Etwas ganz Besonderes ist die Garfagnana, das „grüne Herz“ der Toskana: dichte Kastanienwälder, viele Bäche und unzählige historische Ortschaften. Garfagnana heißt Natur pur, die durch Naturparks streng beschützt wird. Über 300 Kilometer lang sind die ausgeschilderten Wege für Mountainbike-Touren. Bei der Ausarbeitung der Strecken hat man sehr darauf geachtet, die Natur der Garfagnana hautnah zu erleben zu können. Die kleineren Berge Giovo, Rondinaio und Prato sind auch für die trainiertesten Mountainbiker kein pures Vergnügen mehr. Die Wege führen aber auch in die Canyons des Orrido di Botri, wo man Adler beobachten kann. Wenn man Glück hat, kann man auch Wölfe in freier Wildbahn treffen. Wer sich ruhig verhält, muss auch nichts befürchten.

Mountainbiking in der Toskana

Mountainbiking in der Toskana @iStockphoto/Gorfer

Es gilbt nur wenige Gegenden in Italien, in der die Bewohner selbst für den Erhalt ihrer Landschaft sorgen.
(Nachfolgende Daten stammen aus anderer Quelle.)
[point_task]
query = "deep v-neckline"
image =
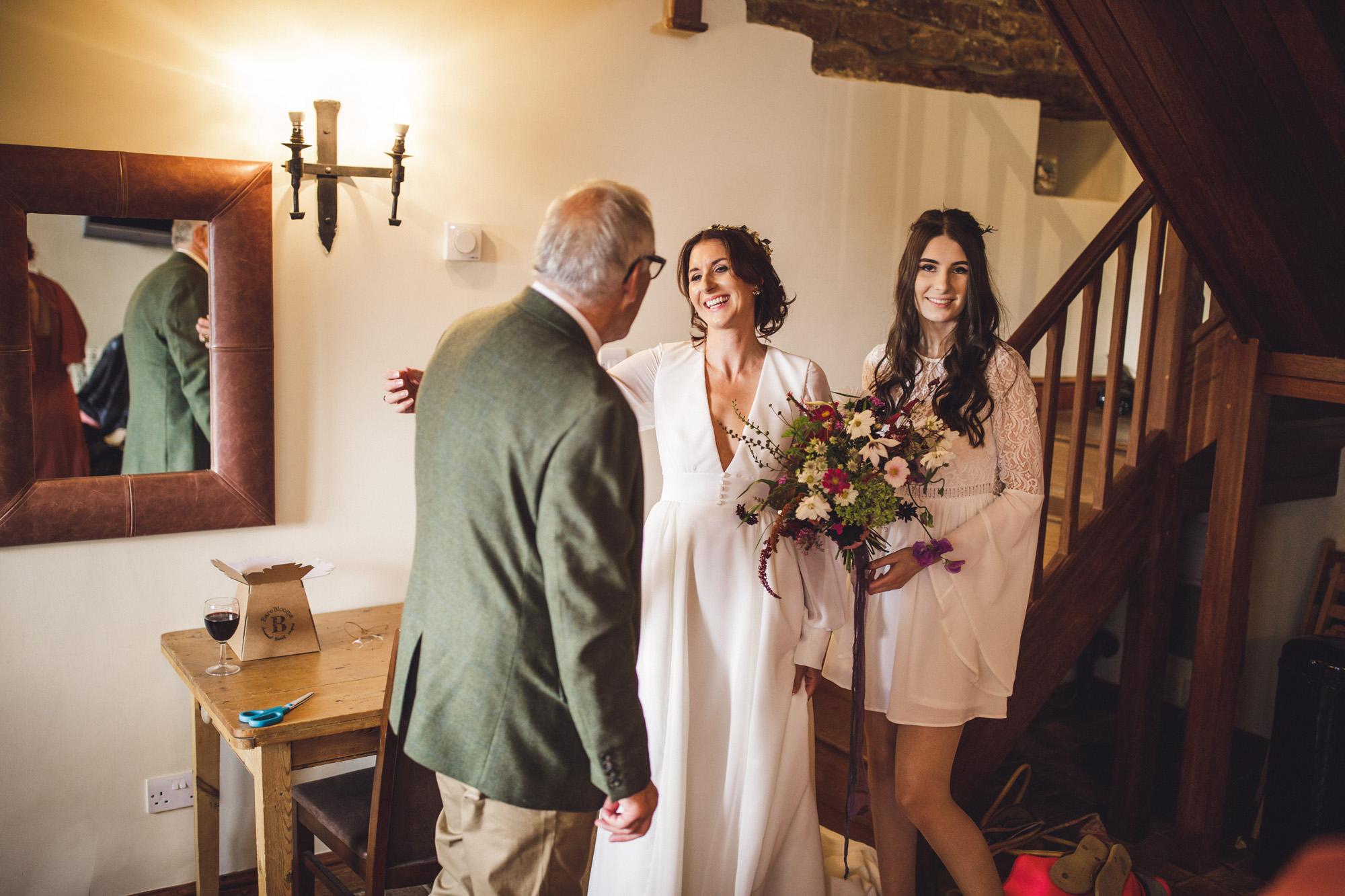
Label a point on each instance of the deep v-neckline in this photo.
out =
(709, 413)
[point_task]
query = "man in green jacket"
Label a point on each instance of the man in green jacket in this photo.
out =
(169, 365)
(516, 680)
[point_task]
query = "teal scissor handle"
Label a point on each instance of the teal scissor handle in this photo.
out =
(266, 717)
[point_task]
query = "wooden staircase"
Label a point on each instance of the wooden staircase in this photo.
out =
(1118, 486)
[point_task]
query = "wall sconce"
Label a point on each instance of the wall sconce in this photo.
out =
(328, 170)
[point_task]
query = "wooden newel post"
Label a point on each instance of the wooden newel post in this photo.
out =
(1222, 627)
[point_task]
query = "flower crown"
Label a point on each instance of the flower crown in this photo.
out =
(763, 244)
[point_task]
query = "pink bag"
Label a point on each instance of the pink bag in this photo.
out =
(1031, 876)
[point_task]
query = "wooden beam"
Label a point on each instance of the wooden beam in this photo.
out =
(1144, 665)
(685, 15)
(1303, 377)
(1297, 388)
(1303, 366)
(1222, 627)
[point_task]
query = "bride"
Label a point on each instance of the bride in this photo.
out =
(726, 669)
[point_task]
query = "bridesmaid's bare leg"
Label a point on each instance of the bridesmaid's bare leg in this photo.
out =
(923, 771)
(894, 833)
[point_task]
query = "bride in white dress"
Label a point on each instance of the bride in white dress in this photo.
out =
(942, 649)
(726, 669)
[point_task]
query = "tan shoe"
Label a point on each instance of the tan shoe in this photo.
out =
(1077, 872)
(1112, 876)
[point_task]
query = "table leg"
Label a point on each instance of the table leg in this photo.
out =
(205, 768)
(275, 807)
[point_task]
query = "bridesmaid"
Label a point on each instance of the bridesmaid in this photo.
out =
(944, 649)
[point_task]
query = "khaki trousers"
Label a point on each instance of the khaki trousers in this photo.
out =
(488, 848)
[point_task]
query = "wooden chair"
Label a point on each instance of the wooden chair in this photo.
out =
(1325, 614)
(380, 821)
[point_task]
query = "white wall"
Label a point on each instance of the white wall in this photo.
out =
(513, 103)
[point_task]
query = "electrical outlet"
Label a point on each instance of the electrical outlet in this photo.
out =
(174, 791)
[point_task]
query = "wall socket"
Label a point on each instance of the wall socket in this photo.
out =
(174, 791)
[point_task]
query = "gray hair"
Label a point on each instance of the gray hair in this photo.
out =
(591, 236)
(182, 232)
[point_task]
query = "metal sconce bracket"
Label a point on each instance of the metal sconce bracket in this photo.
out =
(328, 171)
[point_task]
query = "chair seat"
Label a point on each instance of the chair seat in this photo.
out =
(341, 805)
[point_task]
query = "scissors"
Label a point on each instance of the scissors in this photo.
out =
(264, 717)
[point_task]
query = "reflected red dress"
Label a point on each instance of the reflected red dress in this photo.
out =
(59, 339)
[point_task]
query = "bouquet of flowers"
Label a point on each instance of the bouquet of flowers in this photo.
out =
(845, 470)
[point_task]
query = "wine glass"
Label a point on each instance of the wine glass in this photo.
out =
(223, 622)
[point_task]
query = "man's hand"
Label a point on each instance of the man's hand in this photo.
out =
(629, 818)
(902, 568)
(401, 389)
(805, 677)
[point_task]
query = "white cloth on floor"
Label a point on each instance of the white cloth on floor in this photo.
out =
(945, 649)
(730, 744)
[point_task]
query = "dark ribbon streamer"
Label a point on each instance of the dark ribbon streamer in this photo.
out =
(857, 775)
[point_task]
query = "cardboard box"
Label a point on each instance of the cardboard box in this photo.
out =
(276, 619)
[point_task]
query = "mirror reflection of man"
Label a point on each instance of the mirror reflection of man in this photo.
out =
(169, 428)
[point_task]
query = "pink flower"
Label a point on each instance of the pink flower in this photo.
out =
(836, 481)
(896, 471)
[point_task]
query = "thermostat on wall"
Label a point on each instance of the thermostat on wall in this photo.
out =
(462, 243)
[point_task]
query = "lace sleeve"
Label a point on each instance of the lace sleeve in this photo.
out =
(871, 369)
(1016, 425)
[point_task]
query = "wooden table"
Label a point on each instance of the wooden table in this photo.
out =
(340, 721)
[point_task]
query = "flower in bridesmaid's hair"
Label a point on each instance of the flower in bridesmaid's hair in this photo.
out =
(896, 471)
(813, 507)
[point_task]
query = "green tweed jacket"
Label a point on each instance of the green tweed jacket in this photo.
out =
(169, 425)
(523, 614)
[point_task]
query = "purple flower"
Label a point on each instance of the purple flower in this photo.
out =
(929, 555)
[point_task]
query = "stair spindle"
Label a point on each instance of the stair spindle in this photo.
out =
(1048, 411)
(1116, 364)
(1148, 327)
(1079, 423)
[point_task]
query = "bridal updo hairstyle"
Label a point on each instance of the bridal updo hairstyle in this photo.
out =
(964, 396)
(750, 260)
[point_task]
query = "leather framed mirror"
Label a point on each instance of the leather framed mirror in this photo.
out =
(240, 487)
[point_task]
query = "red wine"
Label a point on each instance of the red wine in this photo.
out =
(221, 626)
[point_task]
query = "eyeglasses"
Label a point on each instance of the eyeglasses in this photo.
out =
(656, 267)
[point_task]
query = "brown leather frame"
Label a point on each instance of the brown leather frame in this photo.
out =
(240, 487)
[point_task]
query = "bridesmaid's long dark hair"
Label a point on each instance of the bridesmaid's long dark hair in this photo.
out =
(964, 396)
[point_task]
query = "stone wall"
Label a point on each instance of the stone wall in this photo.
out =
(1003, 48)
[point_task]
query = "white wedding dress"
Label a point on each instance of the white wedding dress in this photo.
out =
(945, 649)
(730, 744)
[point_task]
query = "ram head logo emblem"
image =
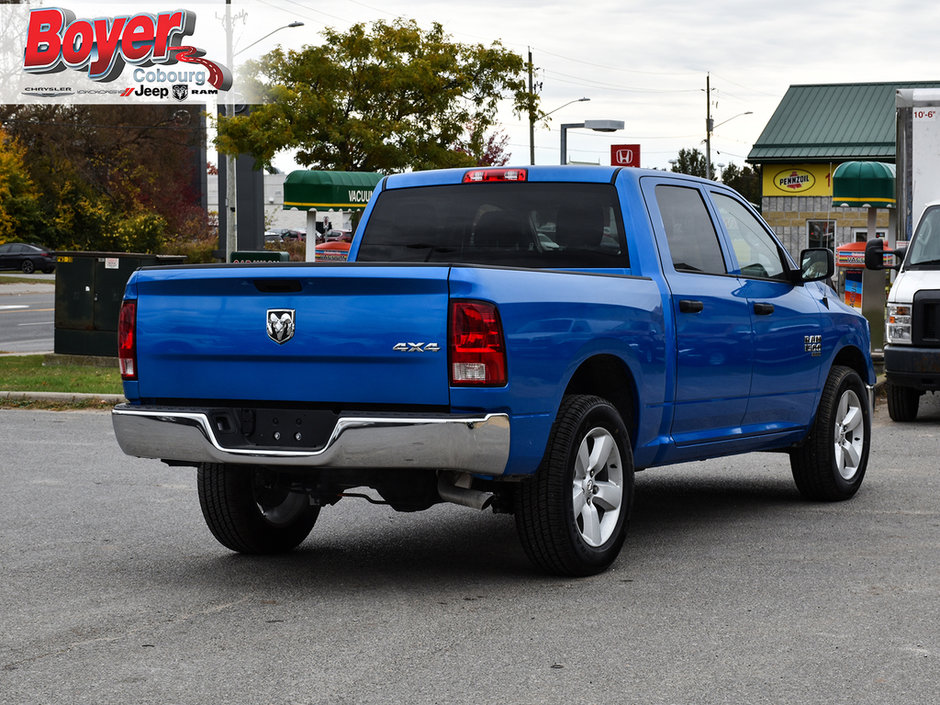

So wurden in der Garfagnana streng darauf geachtet, dass Hotels und Ferienhäuser harmonisch und mit viel Sensibilität in die Landschaft eingefügt wurden. Man fährt aber auch über alte Pilgerstraßen, die jedoch überwiegend mit Kopfsteinpflaster belegt sind – und das ist nicht die Sache eines jeden Bikers. Eine Pilgerstraße führt nach San Pellegrino in Alpe, wo sich ein für die Gegend sehr wichtiges Museum befindet: das ethnografische Museum mit einer einmaligen Darstellung der Geschichte Garfagnanas.

Auch in der Garfagnana stehen Bikes zum Verleih zur Verfügung. Ein Tipp: Haben Sie eine Panne, dann scheuen Sie sich nicht, auch in einer Autowerkstatt um Hilfe zu bitten. Die Toskana-Angebote für Mountainbiker sind zwischenzeitlich so groß, dass ständig neue Reiseführer speziell für Biker erscheinen. Deshalb empfiehlt sich, sich vor Reisebeginn in einer Buchhandlung schlau zu machen.